Corrects description of SEFE as former subsidiary

Indian state-controlled gas distributor Gail has signed a term LNG deal with global commodity trading firm Vitol Asia to buy around 1mn t/yr for 10 years, starting in 2026.

This is Gail's sixth term deal, it said today, in addition to its 14mn t/yr of term LNG contracts with multiple producers around the world.

It has two term LNG deals totalling 5.8mn t/yr with the US, which include 3.5mn t/yr from the US' Sabine Pass terminal and 2.3mn t/yr from the Cove Point terminal. It also has up to 2.85mn t/yr with former Gazprom subsidiary Securing Energy For Europe (SEFE) on a delivered basis.

Other term deals include 4.8mn t/yr from RasGas Qatar and 400,000 t/yr from Australia. These contracts are jointly held with fellow Indian state-controlled importer Petronet LNG.

Supply disruptions from SEFE in May 2022-February 2023 prompted Gail to sue SEFE for $1.82bn. Gail initiated legal action in December at the London Court of International Arbitration because SEFE failed to supply contracted LNG cargoes, which resumed in March 2023.
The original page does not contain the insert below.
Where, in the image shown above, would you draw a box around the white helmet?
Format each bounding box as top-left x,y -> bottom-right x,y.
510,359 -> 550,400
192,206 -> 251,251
Gail expects India's gas demand to rise and has been looking to secure more term deals.

It plans to expand its natural gas transmission volumes by 12pc to more than 120mn m³/d in April 2023-March 2024, as the government's plan to increase the share of natural gas in its primary energy mix is targeted to rise to 15pc by 2030 from around 6pc in 2022.